Her mevsimin ayrı bir özelliği ve güzelliği vardır. Tıpkı gündüz
ve gece gibi… karanlık deyip geçmeyin, bilim adamları gecenin
karanlığının insan vücuduna yararlı olduğunu tespit ettiler.
Kısaca gerekli olduğunu söylüyorlar. Zaten evren, dünya bir
denge düzen içerisinde şaşılacak bir sanat eseridir.
Doğada demek ki aynı şekilde soğukta, sıcakta, her mevsim
gerekli. Diyalektik olarak zıtların birliği vardır. Örneğin kışın
soğuğu ve yağan kar büyük bir gerekliktir. Bu nedenle olsa
gerek, Urfa'da kar berekettir denilir. Kar yerin hazinesidir denilir.

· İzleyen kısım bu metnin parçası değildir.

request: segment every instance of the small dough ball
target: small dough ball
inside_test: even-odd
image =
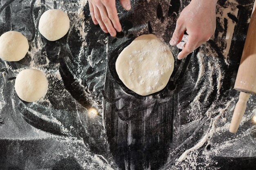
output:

Son zamanlarda Urfa'ya çok kar yağmıyor. Önce Urfa’ya çok
kar yağardı. Şehrin Güney kısmında birçok karlık vardı. Kışın
kar karlıkta saklanır yazın satılırdı.
Urfa'da kış hazırlığı sonbaharda başlardı. Zahire dediğimiz
yiyecekler, pekmez, biber salçası evlerde yapılır, bulgur,
mercimek, buğday el değirmenlerinde çekilir makine sanayi
yoktu.
Her şey el işleriydi. Özellikle bulgur ve buğdaya önem verilirdi.

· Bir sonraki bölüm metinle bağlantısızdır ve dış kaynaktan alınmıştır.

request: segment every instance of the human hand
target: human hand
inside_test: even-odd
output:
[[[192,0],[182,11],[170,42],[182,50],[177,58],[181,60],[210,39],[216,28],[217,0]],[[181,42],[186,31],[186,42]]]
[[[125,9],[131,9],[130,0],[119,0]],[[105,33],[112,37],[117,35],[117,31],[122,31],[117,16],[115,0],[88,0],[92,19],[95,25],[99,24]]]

Zahire içeri konuldu mu, artık kıştan korkulmazdı.
Kışın ısınmak için bir çuval kömür alınırdı. Kalorifer ısıtma
araçları yoktu. Soba nadir olarak zengin evlerin de bulunurdu.

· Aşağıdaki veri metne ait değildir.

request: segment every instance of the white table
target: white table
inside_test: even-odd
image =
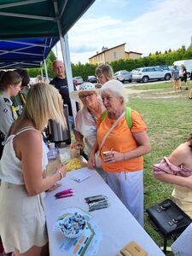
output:
[[[96,171],[92,171],[92,176],[80,183],[72,180],[73,172],[68,172],[62,179],[62,187],[53,192],[48,192],[44,198],[50,256],[64,255],[59,249],[63,235],[53,231],[53,225],[61,210],[77,207],[88,212],[84,197],[101,194],[109,198],[111,206],[90,212],[102,232],[99,256],[115,256],[131,241],[141,245],[148,252],[148,256],[165,255]],[[55,199],[54,195],[56,192],[68,188],[74,189],[75,196]]]

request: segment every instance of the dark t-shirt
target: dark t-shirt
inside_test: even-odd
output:
[[[59,79],[55,78],[53,80],[50,81],[50,84],[55,85],[55,87],[59,90],[60,94],[62,96],[64,104],[67,104],[68,106],[68,114],[73,116],[72,113],[72,105],[71,101],[69,97],[69,91],[68,91],[68,84],[67,79]]]

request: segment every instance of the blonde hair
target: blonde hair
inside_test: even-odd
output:
[[[26,119],[31,120],[37,130],[44,129],[49,119],[60,123],[63,129],[67,128],[63,101],[59,91],[46,83],[35,84],[27,93],[20,122]]]
[[[108,81],[111,80],[111,79],[114,79],[113,70],[112,67],[107,63],[100,64],[96,69],[96,77],[99,77],[102,74],[103,74],[105,76],[105,78]]]
[[[102,87],[99,90],[100,95],[105,93],[112,93],[114,96],[121,97],[123,99],[123,104],[125,106],[128,102],[128,96],[126,90],[124,88],[122,83],[116,79],[112,79],[106,82]]]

Genelde aileler bir oda da yaşarlardı. Mangalda kayılan kömür
üzerine bizim tandır dediğimiz dört ayaklı küçük tahta bir masa
konur, üzerine bir yorgan atılır aile bireyleri yorgana girer
ısınırdı.
Uzun Soğuk kış geceleri tandırda geçer. Yazın hazırlanan
yiyecekler yenilir, en çok kavurga dediğimiz kuruyemiş sevilerek
yenilir. Tatlı olarak kışın en çok küncülü akıt yapılırdı. Urfa’nın
asıl milli tatlısı şıllık, zor ve zahmetli olduğundan her zaman
yapılmaz, ancak özel günlerde, davetlerde yapılır, misafirlere
ikram edilirdi. Birde bizim palıza dediğimiz undan yapılmış bir
tatlı çeşidi vardır.
Urfa'nın kışa özgü yemekleri çoğu, bulgurdan yapılır. Tiritli
köfte, basma köfte, borani, gibi yemekler seviler yapılır ve yeniz.
Tatlılarda ise en çok zingil ve katmer yapılırdı.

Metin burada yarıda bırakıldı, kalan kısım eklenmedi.